Socialização pelo método dos oitavos
Fábula pós-moderna

Carlos Trigueiro - CooJornal

Numa cidadezinha longínqua, quase imaginária, mas absolutamente real e experimental, segundo o partido político socializante ganhador das últimas eleições em país não muito longe daqui, o sistema de vida das pessoas passou a funcionar sob os parâmetros obrigatórios dos chamados cinco oitavos. O lugar se chamava “Oitavolândia”.

Na alimentação, em termos gerais, os pratos destinados às refeições das pessoas eram cortados milimetricamente com menos 3/8 da circunferência dos pratos normais. Além disso, os copos, as garrafas, os garfos, as colheres, as facas, tudo tinha menos 3/8 de comprimento, largura, circunferência, espessura, peso, embocadura.

No vestuário, as roupas, os ternos, as gravatas, os vestidos, as golas, os cintos, as camisas, as calças, as bermudas, as calcinhas, os sutiãs, as meias, os chapéus, os bonés, os calções, os biquínis, os maiôs, sapatos, sandálias, tamancos, tudo media ou pesava exatamente menos 3/8 do que seria o normal. Claro que havia desconforto em muitos casos, mas sendo a lei válida para todos, no fim das contas o conjunto da comunidade assim socializada saía ganhando com a perda padronizada de menos 3/8 para tudo.

No setor habitacional, as casas, os telhados, os quintais, os muros, as portas, os quartos, as salas, dependências de serviço, bem como os apartamentos em edifícios passaram a obedecer à regra dos 3/8 a menos, desde os espaços-comuns aos condôminos, os chamados playgrounds, mas também os móveis e aparelhos eletrodomésticos tais como geladeira, fogão, filtros, televisão, fornos, adegas, liquidificadores, enceradeiras, aspiradores de pó, e tudo o mais.
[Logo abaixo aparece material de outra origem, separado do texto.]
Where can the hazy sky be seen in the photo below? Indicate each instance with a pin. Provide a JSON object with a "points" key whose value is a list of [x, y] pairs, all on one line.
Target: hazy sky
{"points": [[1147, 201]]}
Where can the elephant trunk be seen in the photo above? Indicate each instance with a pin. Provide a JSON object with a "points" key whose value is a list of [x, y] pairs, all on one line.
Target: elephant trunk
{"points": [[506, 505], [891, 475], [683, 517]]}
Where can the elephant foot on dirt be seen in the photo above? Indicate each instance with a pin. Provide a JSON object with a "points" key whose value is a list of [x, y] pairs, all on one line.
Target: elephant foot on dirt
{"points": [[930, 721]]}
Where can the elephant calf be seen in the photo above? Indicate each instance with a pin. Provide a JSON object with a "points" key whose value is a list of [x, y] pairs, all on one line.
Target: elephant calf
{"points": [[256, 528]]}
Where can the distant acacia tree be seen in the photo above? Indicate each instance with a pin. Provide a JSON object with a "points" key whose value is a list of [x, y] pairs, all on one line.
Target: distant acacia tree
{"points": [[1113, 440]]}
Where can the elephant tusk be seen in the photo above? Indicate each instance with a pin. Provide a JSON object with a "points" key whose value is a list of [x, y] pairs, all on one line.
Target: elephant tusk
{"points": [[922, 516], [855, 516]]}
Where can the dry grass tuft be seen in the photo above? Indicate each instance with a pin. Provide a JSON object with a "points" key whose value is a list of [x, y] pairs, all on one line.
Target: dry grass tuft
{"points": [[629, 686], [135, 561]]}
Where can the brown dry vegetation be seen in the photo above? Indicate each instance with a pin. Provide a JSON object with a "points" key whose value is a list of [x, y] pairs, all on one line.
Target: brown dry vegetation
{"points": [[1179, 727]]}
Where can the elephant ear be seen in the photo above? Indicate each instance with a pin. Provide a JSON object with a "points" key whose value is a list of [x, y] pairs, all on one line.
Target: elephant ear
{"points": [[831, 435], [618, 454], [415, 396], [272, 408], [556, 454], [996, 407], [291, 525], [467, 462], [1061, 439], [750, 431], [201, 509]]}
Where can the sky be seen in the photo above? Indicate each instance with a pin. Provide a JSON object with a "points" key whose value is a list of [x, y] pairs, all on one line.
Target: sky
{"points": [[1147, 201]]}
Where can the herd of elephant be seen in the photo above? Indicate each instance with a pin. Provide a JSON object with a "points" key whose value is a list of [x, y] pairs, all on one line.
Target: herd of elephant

Na alimentação, as carnes de qualquer origem (terra, mar ou ar) bem como os enlatados e mesmo o leite, os pães, os pacotes de massas e biscoitos, os refrigerantes e quaisquer bebidas (alcoólicas ou não) passaram a ser utilizados e consumidos com menos três oitavos do que a quantidade e peso normalmente utilizados.

Na educação, tanto escolas de primeiro e segundo grau quanto universidades –– todas de natureza pública –– fizeram o mesmo: reduziram em três oitavos o tempo dos respectivos cursos, mas sem perda de conteúdo para os alunos, embora os professores de todos os níveis cedessem 3/8 dos salários que percebiam anteriormente em prol do sistema socializante.

O sistema era inflexível: se todas as pessoas bem sucedidas cedessem 3/8 de suas posses para as autoridades de “Oitavolândia” redistribuir aos que não alcançavam a fração ideal dos oitavos completos não haveria nenhuma pessoa pobre, nenhum miserável morador de rua, nenhum indivíduo necessitado de coisa alguma material porque já teria o seu quinhão suficiente de oitavos para viver e que era proveniente da fabulosa divisão oitavada.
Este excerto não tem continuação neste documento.